“Mr. Trump has admitted that being president is harder than he thought. He does not, however, appear to be humbled by this discovery”
Mr. Trump has admitted that being president is harder than he thought. He does not, however, appear to be humbled by this discovery. More likely, he is, in keeping with his understanding of politics, resentful because his opponents — his predecessor, the elites, the establishment — have made things so complicated. If they had not, things would be as he thinks they should be: One man would give orders, and they would be carried out. He would not have to deal with recalcitrant legislators or, worse, meddlesome investigators. One nation, with the biggest bombs in the world, would dominate every other country and would not have to concern itself with the endlessly intricate relationships among and between all those other countries. The United States would run like a business, an old-fashioned top-down company of the sort Mr. Trump used to run, the kind of company managed through the sheer exertion of power.

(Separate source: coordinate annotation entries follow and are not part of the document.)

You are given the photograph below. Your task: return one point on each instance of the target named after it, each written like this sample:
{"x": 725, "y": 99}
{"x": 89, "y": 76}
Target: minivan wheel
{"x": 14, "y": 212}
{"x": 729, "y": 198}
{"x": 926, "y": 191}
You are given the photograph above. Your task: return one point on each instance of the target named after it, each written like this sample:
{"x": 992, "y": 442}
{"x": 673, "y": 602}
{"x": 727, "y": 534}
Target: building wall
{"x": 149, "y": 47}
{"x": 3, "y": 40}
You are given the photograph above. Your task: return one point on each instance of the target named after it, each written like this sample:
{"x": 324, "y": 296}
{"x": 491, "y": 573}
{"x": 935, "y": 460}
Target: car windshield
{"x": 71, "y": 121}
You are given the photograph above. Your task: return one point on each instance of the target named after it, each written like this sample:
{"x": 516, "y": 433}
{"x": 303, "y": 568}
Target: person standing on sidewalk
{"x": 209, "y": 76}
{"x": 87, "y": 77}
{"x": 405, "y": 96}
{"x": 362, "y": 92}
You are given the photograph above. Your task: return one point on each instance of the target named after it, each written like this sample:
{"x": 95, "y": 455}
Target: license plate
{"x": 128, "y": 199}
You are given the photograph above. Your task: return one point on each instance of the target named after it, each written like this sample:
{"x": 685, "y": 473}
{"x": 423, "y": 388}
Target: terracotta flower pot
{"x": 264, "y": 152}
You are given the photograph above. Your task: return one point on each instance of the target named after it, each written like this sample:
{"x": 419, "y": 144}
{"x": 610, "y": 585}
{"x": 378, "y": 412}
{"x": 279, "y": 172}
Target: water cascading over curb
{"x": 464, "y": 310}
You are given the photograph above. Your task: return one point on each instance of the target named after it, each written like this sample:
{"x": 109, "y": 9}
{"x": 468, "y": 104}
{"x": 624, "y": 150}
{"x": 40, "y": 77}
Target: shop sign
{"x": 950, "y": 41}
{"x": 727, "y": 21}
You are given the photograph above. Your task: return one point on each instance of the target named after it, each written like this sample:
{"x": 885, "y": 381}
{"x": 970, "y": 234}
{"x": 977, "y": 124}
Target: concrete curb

Consider some of the latest revelations to have shocked the nation: Mr. Trump’s son-in-law, Jared Kushner, appears to have asked the Russian government, back in December, to provide the incoming administration with a secret communication channel based in Russian facilities. In the complicated world of American politics, Mr. Kushner’s behavior appears bizarre, dangerous and, most of all, inexplicable. In the Trumpian universe, there is likely to be a simple explanation, such as the incoming president’s desire to boast of a tremendous accomplishment before he took office, and his son-in-law’s being dispatched to negotiate an anti-terrorist alliance by making a few calls — the way Mr. Trump himself negotiated with Carrier, the air-conditioning company, a deal to keep several hundred jobs in the United States. Whatever the objective, pushing aside the accumulated national-security and foreign-relations expertise of the United States government came naturally to the budding Trump administration, which attacks institutions and attempts to render expertise irrelevant every step of the way.
Masha Gessen, “Incompetence Won’t Save Our Democracy”, The New York Times (4 June 2017), SR5.